Mark As Completed Discussion

One Pager Cheat Sheet

  • By understanding the different types of storage layers (Ephemeral & Persistent) and their respective use cases, this tutorial will help you to address the challenges of storage layer design and choose the best solutions for various workloads.
  • Ensuring business continuity and performance, along with accessing large data volumes and ensuring correct operation are all concerns when designing a storage layer.
  • All 4 types of data stores: In Memory Key Value, Relational, Large Scale (NoSQL) Key Value and Distributed File System provide different performance characteristics and have the potential to scale up to different capacities in order to solve any data management problem.
  • In Memory Key Value stores provide the fastest data lookups due to their in-memory architecture, latency advantages, and ability to leverage parallelism.
  • Transactions are atomic, consistent, isolated, and durable operations which ensure that data is always kept in a consistent state across restarts.
  • The performance of a data store is usually measured by benchmarking, by testing its latency (how fast it can process a request) and throughput (how many requests can be processed per unit of time), though it is difficult to have both low latency and high throughput at the same time.
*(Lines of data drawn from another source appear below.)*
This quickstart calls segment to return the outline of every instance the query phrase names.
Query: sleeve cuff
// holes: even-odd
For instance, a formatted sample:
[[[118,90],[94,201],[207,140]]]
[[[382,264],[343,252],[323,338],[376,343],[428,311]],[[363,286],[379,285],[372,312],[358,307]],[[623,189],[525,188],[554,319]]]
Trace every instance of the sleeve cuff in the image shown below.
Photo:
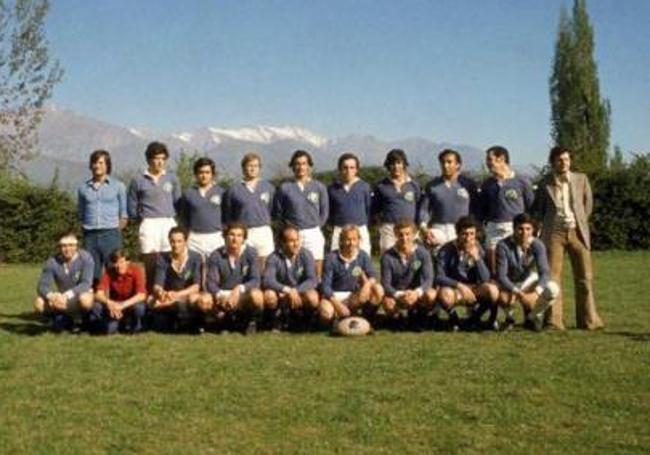
[[[537,285],[535,286],[535,292],[537,293],[537,295],[542,295],[542,292],[544,292],[544,288]]]
[[[406,294],[406,291],[395,291],[395,298],[399,299],[401,298],[404,294]]]
[[[63,293],[66,299],[70,300],[71,298],[74,297],[74,291],[72,289],[67,290]]]
[[[240,285],[239,285],[239,292],[242,293],[242,294],[243,294],[244,292],[246,292],[246,286],[244,286],[243,284],[240,284]]]

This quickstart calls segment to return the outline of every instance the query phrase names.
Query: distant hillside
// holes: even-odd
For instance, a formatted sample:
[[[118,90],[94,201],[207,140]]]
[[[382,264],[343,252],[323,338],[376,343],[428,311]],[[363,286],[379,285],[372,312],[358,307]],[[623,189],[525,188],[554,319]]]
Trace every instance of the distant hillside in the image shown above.
[[[58,168],[61,184],[75,187],[88,174],[90,152],[103,148],[111,152],[116,174],[132,174],[144,165],[144,149],[152,140],[163,141],[169,146],[172,161],[183,150],[189,153],[198,151],[213,158],[223,172],[231,175],[239,174],[240,158],[248,151],[262,156],[267,176],[288,172],[289,157],[296,149],[312,153],[317,170],[333,169],[338,156],[350,151],[357,153],[365,165],[381,165],[392,148],[404,149],[411,166],[421,167],[427,172],[435,172],[436,156],[447,147],[463,154],[467,169],[479,169],[483,159],[483,152],[471,145],[433,142],[417,137],[384,141],[374,136],[349,135],[327,139],[297,126],[206,127],[157,135],[50,107],[40,130],[41,155],[27,163],[25,171],[32,180],[49,183]]]

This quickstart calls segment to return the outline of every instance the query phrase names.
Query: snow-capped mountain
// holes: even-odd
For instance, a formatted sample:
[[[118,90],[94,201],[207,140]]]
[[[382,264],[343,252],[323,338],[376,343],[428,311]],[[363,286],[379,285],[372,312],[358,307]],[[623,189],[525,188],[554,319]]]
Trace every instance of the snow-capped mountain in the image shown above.
[[[287,174],[291,153],[296,149],[309,151],[316,170],[336,166],[343,152],[355,152],[363,165],[381,165],[391,148],[404,149],[411,167],[433,172],[437,168],[437,153],[453,147],[463,154],[466,168],[478,168],[482,152],[468,145],[433,142],[424,138],[384,141],[374,136],[349,135],[326,138],[299,126],[245,126],[241,128],[205,127],[196,130],[156,133],[149,128],[121,127],[80,115],[60,107],[49,108],[40,129],[41,155],[25,165],[34,180],[47,182],[58,167],[59,179],[69,187],[87,175],[89,154],[106,149],[113,157],[113,169],[118,175],[133,173],[144,166],[144,150],[153,140],[162,141],[170,150],[172,162],[181,152],[198,153],[213,158],[221,172],[239,174],[241,156],[250,151],[262,156],[267,176]]]

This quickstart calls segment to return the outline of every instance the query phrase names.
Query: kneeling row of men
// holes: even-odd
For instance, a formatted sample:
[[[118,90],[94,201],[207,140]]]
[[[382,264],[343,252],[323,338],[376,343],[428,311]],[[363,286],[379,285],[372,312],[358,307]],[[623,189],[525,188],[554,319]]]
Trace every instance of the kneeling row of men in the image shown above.
[[[440,248],[435,264],[429,250],[416,243],[414,223],[396,223],[397,243],[381,256],[379,276],[370,256],[359,247],[359,229],[345,226],[339,249],[325,259],[320,283],[314,258],[301,247],[293,226],[282,228],[281,247],[267,258],[263,274],[256,252],[246,245],[245,225],[229,224],[225,245],[205,260],[188,249],[187,232],[174,227],[169,231],[171,251],[159,257],[150,296],[141,268],[121,249],[111,255],[112,266],[93,293],[92,257],[78,249],[74,235],[66,234],[59,239],[59,254],[43,269],[35,308],[50,314],[57,330],[72,329],[74,315],[80,314],[94,332],[139,332],[148,315],[152,328],[159,331],[202,331],[212,320],[250,334],[261,323],[282,328],[289,321],[302,325],[319,319],[331,326],[354,314],[372,323],[380,308],[389,320],[413,327],[422,327],[445,311],[449,327],[457,330],[461,326],[457,307],[469,309],[464,321],[468,328],[479,326],[488,310],[488,325],[497,328],[501,307],[505,324],[511,327],[514,305],[519,302],[525,325],[539,330],[559,288],[549,280],[535,221],[521,214],[513,224],[514,234],[497,246],[496,281],[478,241],[479,225],[463,217],[456,223],[457,239]],[[55,292],[50,290],[53,283]]]

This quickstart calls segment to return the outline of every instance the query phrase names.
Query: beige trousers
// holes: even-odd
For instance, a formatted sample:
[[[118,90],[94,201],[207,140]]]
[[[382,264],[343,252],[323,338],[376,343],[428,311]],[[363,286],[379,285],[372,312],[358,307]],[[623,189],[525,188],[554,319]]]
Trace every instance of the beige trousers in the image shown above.
[[[580,329],[599,329],[603,321],[596,311],[594,299],[593,269],[591,252],[582,243],[575,229],[554,231],[548,240],[548,261],[551,267],[551,279],[562,283],[562,263],[565,251],[569,253],[573,284],[575,288],[576,324]],[[551,327],[564,329],[562,315],[562,293],[550,309],[547,319]]]

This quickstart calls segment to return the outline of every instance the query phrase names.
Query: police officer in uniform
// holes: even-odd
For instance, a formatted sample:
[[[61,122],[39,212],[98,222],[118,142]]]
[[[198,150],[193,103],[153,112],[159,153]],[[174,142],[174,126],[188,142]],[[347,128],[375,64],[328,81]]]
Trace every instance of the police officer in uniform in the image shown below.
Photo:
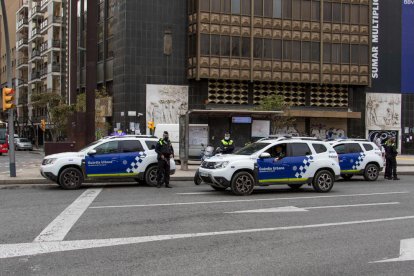
[[[170,158],[174,156],[174,149],[167,131],[164,131],[163,137],[155,146],[155,152],[158,154],[157,188],[161,188],[164,183],[166,188],[172,188],[170,186]]]
[[[391,137],[385,142],[385,179],[400,180],[397,177],[397,145],[395,143],[395,137]]]
[[[230,133],[226,132],[224,139],[220,141],[221,153],[230,154],[234,151],[234,142],[230,139]]]

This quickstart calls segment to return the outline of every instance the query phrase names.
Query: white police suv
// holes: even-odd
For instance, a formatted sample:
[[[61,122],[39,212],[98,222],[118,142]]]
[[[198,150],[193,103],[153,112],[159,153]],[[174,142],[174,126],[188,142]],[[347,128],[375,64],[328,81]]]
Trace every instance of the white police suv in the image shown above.
[[[211,157],[199,168],[204,183],[215,190],[230,187],[236,195],[274,184],[292,189],[309,184],[317,192],[329,192],[339,174],[338,155],[329,143],[298,137],[261,140],[235,154]]]
[[[133,178],[157,184],[157,138],[151,136],[111,136],[86,146],[79,152],[46,156],[40,172],[63,189],[77,189],[85,179]],[[175,173],[170,160],[170,174]]]
[[[363,175],[367,181],[375,181],[385,160],[381,149],[362,139],[343,139],[329,142],[339,155],[341,177],[345,180],[354,175]]]

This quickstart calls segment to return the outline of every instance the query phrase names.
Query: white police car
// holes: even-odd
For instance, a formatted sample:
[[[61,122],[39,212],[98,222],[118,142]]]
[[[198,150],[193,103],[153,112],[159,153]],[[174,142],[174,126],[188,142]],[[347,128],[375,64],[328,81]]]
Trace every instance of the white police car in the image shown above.
[[[46,156],[40,172],[63,189],[77,189],[85,179],[134,178],[157,184],[157,138],[150,136],[112,136],[95,141],[79,152]],[[170,160],[170,174],[175,173]]]
[[[277,160],[276,148],[284,157]],[[236,195],[249,195],[254,186],[287,184],[298,189],[313,185],[317,192],[329,192],[339,177],[338,155],[329,143],[312,138],[277,138],[250,144],[235,154],[216,155],[205,160],[199,175],[215,190],[228,187]]]
[[[343,139],[329,142],[339,155],[341,177],[345,180],[354,175],[363,175],[367,181],[375,181],[385,160],[375,143],[362,139]]]

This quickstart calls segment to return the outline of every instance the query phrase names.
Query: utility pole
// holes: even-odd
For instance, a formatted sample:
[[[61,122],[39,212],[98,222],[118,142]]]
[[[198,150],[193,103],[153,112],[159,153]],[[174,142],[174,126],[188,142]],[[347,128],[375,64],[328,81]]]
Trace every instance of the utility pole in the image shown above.
[[[9,26],[7,22],[6,4],[5,0],[1,0],[1,13],[3,15],[3,28],[4,28],[4,42],[6,44],[6,66],[7,66],[7,87],[12,88],[12,67],[10,58],[10,39],[9,39]],[[13,122],[13,108],[9,110],[9,168],[10,177],[16,177],[16,156],[14,151],[14,122]]]

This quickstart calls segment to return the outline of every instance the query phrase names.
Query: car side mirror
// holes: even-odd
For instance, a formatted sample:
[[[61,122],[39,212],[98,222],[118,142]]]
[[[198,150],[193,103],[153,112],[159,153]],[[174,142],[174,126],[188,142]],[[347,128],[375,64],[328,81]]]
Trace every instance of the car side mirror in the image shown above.
[[[271,155],[270,155],[270,153],[268,153],[268,152],[263,152],[262,154],[260,154],[260,156],[259,156],[259,158],[260,159],[266,159],[266,158],[270,158],[270,157],[272,157]]]
[[[88,155],[95,155],[96,154],[96,150],[90,150],[90,151],[88,151]]]
[[[201,143],[201,146],[202,146],[202,147],[204,147],[204,144],[203,144],[203,143]]]

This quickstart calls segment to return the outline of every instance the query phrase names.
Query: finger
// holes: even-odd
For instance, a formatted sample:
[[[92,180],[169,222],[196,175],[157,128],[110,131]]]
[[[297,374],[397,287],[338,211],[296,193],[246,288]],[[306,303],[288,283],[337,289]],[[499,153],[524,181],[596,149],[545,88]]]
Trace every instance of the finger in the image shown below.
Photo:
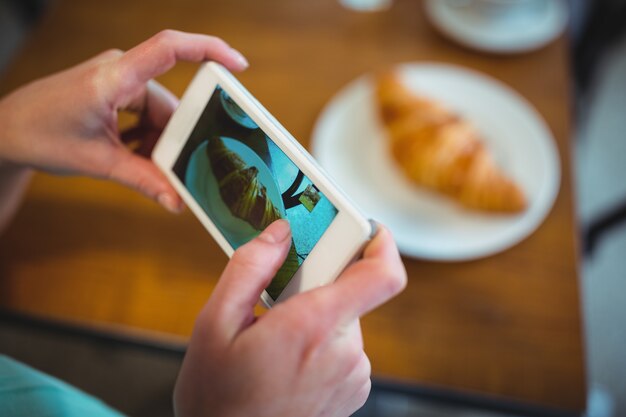
[[[305,332],[306,324],[302,323],[300,332]],[[317,368],[329,369],[326,384],[336,385],[360,365],[363,355],[363,336],[359,320],[340,326],[325,334],[309,335],[306,350],[306,362]],[[314,369],[311,369],[314,372]]]
[[[370,378],[367,378],[363,381],[362,385],[360,385],[353,393],[348,396],[347,400],[345,400],[341,407],[335,410],[335,412],[331,415],[335,417],[351,416],[365,405],[367,399],[370,396],[371,390],[372,380]]]
[[[183,210],[183,202],[163,173],[150,160],[125,148],[109,172],[109,178],[131,187],[161,204],[172,213]]]
[[[337,368],[340,365],[337,363],[337,357],[335,357],[335,364],[331,364],[329,367]],[[330,415],[352,415],[354,411],[365,403],[369,395],[371,371],[372,367],[369,358],[361,349],[349,373],[342,376],[340,380],[326,383],[333,391],[326,405]],[[368,389],[363,392],[366,386]]]
[[[121,132],[120,140],[134,154],[150,158],[160,136],[160,130],[140,124]]]
[[[361,352],[358,366],[337,388],[330,404],[337,408],[331,413],[332,416],[351,416],[355,411],[363,407],[367,401],[372,387],[372,365],[365,352]]]
[[[125,110],[139,113],[140,119],[136,126],[122,132],[120,139],[130,145],[135,154],[149,158],[178,103],[178,98],[168,89],[150,80],[125,106]]]
[[[131,85],[143,84],[164,74],[178,61],[220,62],[233,71],[248,67],[243,55],[215,36],[164,30],[121,57],[120,76]]]
[[[368,313],[406,286],[406,271],[391,233],[380,227],[363,252],[331,285],[307,294],[325,312],[320,325],[345,325]],[[317,294],[315,294],[317,292]],[[321,306],[319,305],[321,304]]]
[[[140,126],[163,130],[178,107],[178,98],[155,80],[150,80],[123,110],[140,114]]]
[[[211,296],[212,316],[232,340],[254,321],[254,306],[291,247],[286,220],[277,220],[235,251]]]
[[[361,321],[359,319],[354,320],[348,325],[347,333],[358,349],[363,350],[363,333],[361,332]]]

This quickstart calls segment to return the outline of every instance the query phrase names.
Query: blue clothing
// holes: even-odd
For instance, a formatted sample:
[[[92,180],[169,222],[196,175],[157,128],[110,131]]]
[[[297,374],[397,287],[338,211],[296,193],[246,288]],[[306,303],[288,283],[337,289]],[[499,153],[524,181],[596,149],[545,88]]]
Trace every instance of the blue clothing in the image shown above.
[[[100,400],[0,355],[0,416],[123,417]]]

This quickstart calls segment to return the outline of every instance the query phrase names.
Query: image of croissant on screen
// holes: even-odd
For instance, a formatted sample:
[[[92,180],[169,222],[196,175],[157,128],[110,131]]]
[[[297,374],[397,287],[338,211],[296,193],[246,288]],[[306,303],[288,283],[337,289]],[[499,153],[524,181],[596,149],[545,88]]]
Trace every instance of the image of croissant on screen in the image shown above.
[[[209,140],[207,154],[220,196],[233,216],[248,222],[256,230],[263,230],[282,217],[259,181],[256,167],[247,166],[220,137]]]
[[[393,159],[412,182],[472,209],[526,208],[524,192],[496,165],[468,121],[416,96],[392,72],[377,77],[376,100]]]

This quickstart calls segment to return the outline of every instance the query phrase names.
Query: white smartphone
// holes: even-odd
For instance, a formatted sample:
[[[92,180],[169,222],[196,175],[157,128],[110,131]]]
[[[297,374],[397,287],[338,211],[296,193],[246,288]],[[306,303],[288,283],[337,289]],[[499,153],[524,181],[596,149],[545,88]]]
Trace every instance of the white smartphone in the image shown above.
[[[287,260],[261,295],[271,307],[329,284],[375,232],[309,153],[223,66],[201,66],[152,153],[230,257],[279,218]]]

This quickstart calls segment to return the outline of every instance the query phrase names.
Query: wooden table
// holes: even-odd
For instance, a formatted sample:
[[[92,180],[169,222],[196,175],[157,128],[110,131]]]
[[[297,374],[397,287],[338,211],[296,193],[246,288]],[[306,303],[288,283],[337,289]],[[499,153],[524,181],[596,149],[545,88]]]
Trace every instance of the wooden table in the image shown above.
[[[333,0],[59,1],[2,92],[163,28],[206,32],[242,50],[242,82],[305,145],[329,98],[364,72],[405,61],[483,71],[524,95],[557,138],[561,190],[531,237],[463,263],[405,259],[406,291],[363,320],[374,374],[580,412],[585,406],[572,210],[567,40],[496,57],[449,43],[418,1],[359,14]],[[196,67],[160,81],[181,94]],[[0,242],[0,306],[186,337],[226,256],[189,213],[172,216],[115,184],[38,175]]]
  • The most common use case is to use a relational data store, with strong ACID guarantees, SQL support and performance, to address correctness, performance and data access challenges.
  • High latency and throughput are not necessarily inversely proportional, and the throughput can still be high even with high latency if the number of operations is high enough.
  • Optimize system performance for a particular workload by running benchmarks and adjusting settings according to the product's documentation.
  • A well-implemented Ephemeral Storage Layer can dramatically improve performance by allowing responses to be retrieved from a cache server and reducing latency and increasing throughput.
  • Designing a persistent storage layer requires careful consideration of the different solutions available to serve large volumes of data, such as sharding, distributed file systems, and Large scale NoSQL data stores, while meeting the requirements of ACID, scalability, and low latency.
  • The sharding method applied for key value stores is horizontal, allowing different sub-sets of the data store to be retrieved and managed separately, making them more efficient for data retrieval.
  • Ensuring business continuity by regular backups or through replication across multiple data centers can minimize downtime in the event of disasters.
  • Geographical distribution is used to solve latency issues, as well as form a business continuity strategy using disjoint data sets.
  • Data replication provides a way to restore data quickly in case of system or hardware failures, reducing the risk of data loss by creating multiple copies of the data stored in different locations.